The global ingrained patterns are the most challenging to tease out.  They represent your basic life view and you have always been this way.  One of my biggest paradigm shifts I experienced was the fact I had suffered with anxiety since I was a young child raised in a difficult household.  It was my frame of reference.  I missed it for over thirty years.  As a resident in orthopedics I had to go to a textbook to look up the word.

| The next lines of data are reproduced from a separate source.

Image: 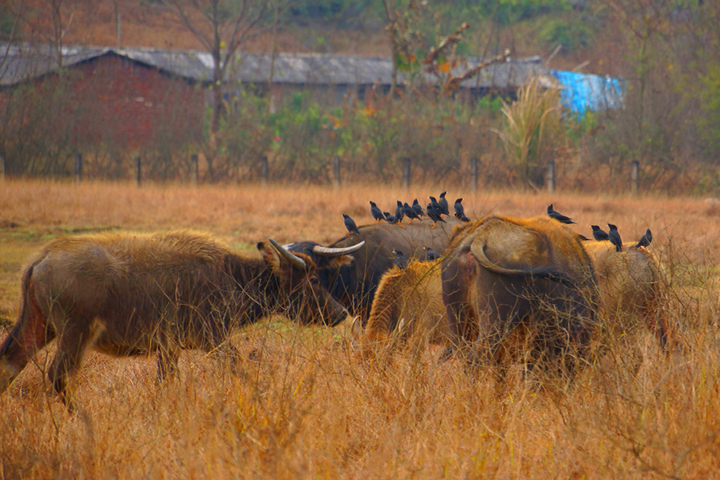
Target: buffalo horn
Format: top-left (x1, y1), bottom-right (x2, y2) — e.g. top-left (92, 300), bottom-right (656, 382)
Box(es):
top-left (313, 240), bottom-right (365, 257)
top-left (268, 238), bottom-right (307, 270)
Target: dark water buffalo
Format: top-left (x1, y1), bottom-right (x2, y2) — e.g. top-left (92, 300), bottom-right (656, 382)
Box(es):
top-left (0, 232), bottom-right (347, 404)
top-left (442, 217), bottom-right (596, 371)
top-left (287, 217), bottom-right (463, 324)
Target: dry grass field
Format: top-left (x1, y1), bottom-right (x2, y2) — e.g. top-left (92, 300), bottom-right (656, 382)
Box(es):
top-left (0, 181), bottom-right (720, 479)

My college friend recently reminded me how fearless I was in those days.  I was not afraid to tackle anything. It is sobering that anxiety is what almost destroyed me.

Discovering your own global patterns will take an open mind and a concerted effort over a long period of time.  I do not see how it can be accomplished on your own.  It requires a format where you can receive honest feedback from a mental health professional.  If your own life outlook has flaws, how are you going to see them through the same flawed eyes?

  • Learn the Mind Body Syndrome in detail and see how it applies to you.
    • Read “Unlearn Your Pain” by Howard Schubiner.  He clearly describes the Mind Body Syndrome with multiple illustrations.
    • In chapter five he provides the tools to help you see if you have MBS.
    • This is not in mainstream medicine.  However using these principles have resulted in remarkable improvements in many of my patients’ symptoms.
    • As many of the syndromes are caused by our ingrained patterns of behavior and coping with stress you will have to work backwards.  In other words you will first look at your symptoms and figure out what circumstances might be triggering the pathways.

RESOURCES:

“Unlearn Your Pain” by Howard Schubiner

“The Art of Living” by Epictetus (modern translation by Sharon Lebell)

Video: Cinema Paradiso – short version

“A Course on Compassion” videos

Support person–this is the level where you will start looking upward and outward

  • Life coach
  • Psychiatrist/ psychologist
  • Religious leader
  • Healer

CRITERIA TO MOVE TO PHASE IV:

  • Using “active mediation” throughout the day
  • Consistently aware of the four different levels of awareness in your life: 1) environmental 2) emotional 3) Judgment/”storytelling” 4) global patterns
  • Read “Unlearn Your Pain” by Dr. Schubiner
    • Take the test in chapter five to see how MBS is affecting you.
    • Regular reading a writing of Epictitus (“The Art of Living)
    • Enjoyed “Cinema Paradiso”–understanding imagery is critical
    • Be aware of the devastating effects of “labeling”–Become aware of and remove the labels you have on yourself and others. David Hanscom lecture on “Perfectionism”
    • Awareness is both a freeing and unsettling experience.  It is the gateway to a life you have not yet comprehended.
    • This phase has no time frame, as it is one you will be referring back to frequently as you move forward.